Two additional regions demonstrated significant replication in the German case/control sample. Both of these regions are relatively large and may span multiple independent signals. The first, on 17q11, spans three relatively large blocks of LD and exhibits multiple signals with minimum P values of 5.13 × 10−5 in the QFP and 1.29 × 10−7 in the German case/control sample (SI Fig. 5). The second region, on chromosome 17q23, spans at least three large LD blocks. Again, multiple signals were observed in this region, with minimum P values of 5.39 × 10−4 in the QFP and 1.10 × 10−5 in the German cases/controls (SI Fig. 6).

Discussion

Recent GWA studies, including the one presented here, are beginning to reveal a clear picture of the major susceptibility genes and loci for CD (1521). We identified three of the most replicated loci within our top seven GWA signals (NOD2, IBD5, and IL23R). Other loci that have been reported, such as the ATG16L1 gene, the IRGM gene, a locus on 1q24, and an intergenic region near the PTGER4 gene, are also observed in this study but exhibit lower statistical significance (≈0.001). One of our most convincing replicated regions (3p21.3) was also observed in the most recent published GWA study (16, 21). The lack of complete overlap in association signals from the recent GWA studies may be due to genetic heterogeneity, differences in phenotype definition, sample sizes, and SNP distribution in the various scans.
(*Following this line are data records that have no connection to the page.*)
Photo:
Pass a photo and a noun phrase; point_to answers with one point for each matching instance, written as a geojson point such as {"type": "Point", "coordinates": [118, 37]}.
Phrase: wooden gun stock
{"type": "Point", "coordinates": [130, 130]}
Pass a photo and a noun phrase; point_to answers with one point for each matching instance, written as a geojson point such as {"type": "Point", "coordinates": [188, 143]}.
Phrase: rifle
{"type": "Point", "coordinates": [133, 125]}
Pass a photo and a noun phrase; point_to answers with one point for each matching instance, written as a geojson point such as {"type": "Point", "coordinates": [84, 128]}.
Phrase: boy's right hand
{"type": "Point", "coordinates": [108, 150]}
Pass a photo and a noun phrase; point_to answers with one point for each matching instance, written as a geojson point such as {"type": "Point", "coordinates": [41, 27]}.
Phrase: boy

We have also presented the most extensive analysis to date of the association of the IL23R region with CD. Our results suggest that it is highly unlikely that the nonsynonymous SNP rs11209026 (R381Q) fully explains the functional role of this gene in CD etiology. This SNP does not occur consistently in all risk and protective haplotypes. In addition, there is strong evidence for an epistatic interaction between polymorphisms located in the 5′ and 3′ end of the gene. It is possible that variants controlling isoform expression of IL23R are the major causative mutations. Interestingly, we have shown that a short isoform is up-regulated in CD patients.

The region on 4p16.1 contains two candidate genes (JAKMIP1 and LOC285484). JAKMIP1 is involved in IL23 signaling and binds to TYK2, a member of the Janus (tyrosine) kinase (Jak) family, which is associated with the IL12RB chain and mediates STAT-4 activation (28). The alternative disease gene at this locus, LOC285484, contains a characteristic high-mobility group (HMG)-box domain. The prototypic family member, HMGB1, is a DNA-binding molecule that binds single-stranded DNA and unwinds double-stranded DNA; however, HMGB1 is also a secreted cytokine and may serve as a danger signal during acute and chronic inflammation after release by damaged cells and activated macrophages (29). The similarity of LOC285484 to HMGB1 suggests that it could be involved in aspects of intestinal inflammation and remodeling.
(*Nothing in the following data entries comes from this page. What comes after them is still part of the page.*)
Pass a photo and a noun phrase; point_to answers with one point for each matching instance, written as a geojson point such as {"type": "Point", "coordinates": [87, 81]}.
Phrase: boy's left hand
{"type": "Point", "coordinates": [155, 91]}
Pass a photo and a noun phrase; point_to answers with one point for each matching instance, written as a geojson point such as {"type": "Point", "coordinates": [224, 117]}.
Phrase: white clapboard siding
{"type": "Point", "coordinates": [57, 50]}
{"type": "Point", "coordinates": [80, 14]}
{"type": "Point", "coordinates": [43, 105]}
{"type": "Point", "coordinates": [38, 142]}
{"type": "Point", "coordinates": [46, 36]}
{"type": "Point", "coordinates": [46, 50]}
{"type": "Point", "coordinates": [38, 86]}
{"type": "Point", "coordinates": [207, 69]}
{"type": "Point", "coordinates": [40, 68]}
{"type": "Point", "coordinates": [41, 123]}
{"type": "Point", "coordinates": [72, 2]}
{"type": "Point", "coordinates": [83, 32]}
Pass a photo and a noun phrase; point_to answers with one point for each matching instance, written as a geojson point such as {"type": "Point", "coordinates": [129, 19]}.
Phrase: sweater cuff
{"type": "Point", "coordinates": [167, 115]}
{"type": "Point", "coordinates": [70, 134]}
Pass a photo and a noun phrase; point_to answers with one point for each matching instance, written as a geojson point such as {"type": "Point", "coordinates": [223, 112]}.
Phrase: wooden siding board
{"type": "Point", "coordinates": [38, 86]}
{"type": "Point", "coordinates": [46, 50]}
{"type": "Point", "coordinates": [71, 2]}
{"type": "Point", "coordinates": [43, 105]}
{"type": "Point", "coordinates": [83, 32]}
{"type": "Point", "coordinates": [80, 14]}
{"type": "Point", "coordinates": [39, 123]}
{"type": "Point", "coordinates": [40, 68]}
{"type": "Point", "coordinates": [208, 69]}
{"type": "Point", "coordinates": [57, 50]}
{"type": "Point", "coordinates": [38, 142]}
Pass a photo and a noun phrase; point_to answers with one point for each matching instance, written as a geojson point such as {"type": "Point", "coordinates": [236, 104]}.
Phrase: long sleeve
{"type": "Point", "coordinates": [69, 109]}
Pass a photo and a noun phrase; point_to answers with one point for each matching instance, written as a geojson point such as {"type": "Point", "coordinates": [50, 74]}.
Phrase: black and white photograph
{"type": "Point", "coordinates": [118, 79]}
The region on 3p21.3 contains two adjacent but apparently independent replicated regions with strong candidate CD genes, including GPX1, RHOA, DAG1 BSN, APEH, and MST1. GPX1, located in the more telomeric region, encodes the powerful antioxidant, glutathione peroxidase isoform 1. Double-knockout mice lacking both GPX1 and GPX2 activity were found to have an inflammatory bowel disease phenotype (30). RHOA, also in the telomeric region, encodes a small GTPase involved in blockage of stress fiber formation in the innate cellular immune response in the presence of effector proteins released by pathogenic Yersinia species (31). The more centromeric region contains the BSN gene, which encodes a scaffolding protein expressed in axons. MST1, macrophage stimulatory protein 1, is involved in inflammation and tissue remodeling for wound healing. APEH (APH) encodes a serine peptidase with a reported functional role in the degradation of bacterial peptide breakdown products in the gut to prevent excessive immune response (32).
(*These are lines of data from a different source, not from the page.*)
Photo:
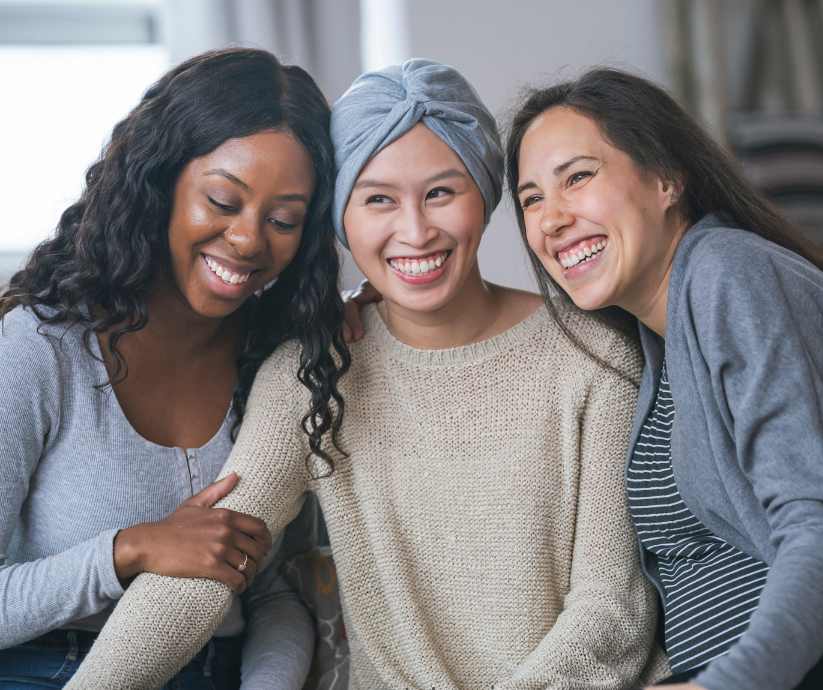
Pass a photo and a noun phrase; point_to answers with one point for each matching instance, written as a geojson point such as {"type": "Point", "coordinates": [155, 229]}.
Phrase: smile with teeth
{"type": "Point", "coordinates": [419, 265]}
{"type": "Point", "coordinates": [227, 276]}
{"type": "Point", "coordinates": [580, 253]}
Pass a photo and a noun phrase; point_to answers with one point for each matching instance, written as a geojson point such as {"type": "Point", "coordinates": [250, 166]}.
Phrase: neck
{"type": "Point", "coordinates": [651, 301]}
{"type": "Point", "coordinates": [173, 326]}
{"type": "Point", "coordinates": [466, 319]}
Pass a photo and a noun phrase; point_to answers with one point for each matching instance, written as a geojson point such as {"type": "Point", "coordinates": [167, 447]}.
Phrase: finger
{"type": "Point", "coordinates": [214, 492]}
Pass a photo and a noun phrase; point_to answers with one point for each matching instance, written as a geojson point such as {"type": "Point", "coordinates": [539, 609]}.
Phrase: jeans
{"type": "Point", "coordinates": [51, 660]}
The results presented here illustrate the power of GWA studies to identify networks of disease susceptibility genes. We believe the success of this study is due in large part to the utilization of genome-wide haplotype association analyses, in addition to the use of unique population samples from the QFP. The biochemical pathways associated with CD susceptibility genes suggest a model of CD that appears to converge on pathophysiological pathways central to epithelial defense mechanisms, the interplay between innate and adaptive immune response, and the repair or remodeling of tissue as part of a response to inflammatory and damage-induced stimuli. Such a model provides multiple potential targets for new therapies for CD.

Methods

Details of the methods used in this study are available in SI Text.

Population Samples.

The population sample used for the GWA study consisted of 382 CD patients collected within parent–parent–child trios sampled from the QFP. Recruitment into the study was subject to ethical review by various affiliated ethics review committees (SI Table 13), and all subjects gave written informed consent for participation in the study. Two additional samples were used for replication studies. These consisted of 521 affected child trios, 752 cases, and 828 independent controls, all from Northern Germany. German control individuals were obtained from the POPGEN biobank (33).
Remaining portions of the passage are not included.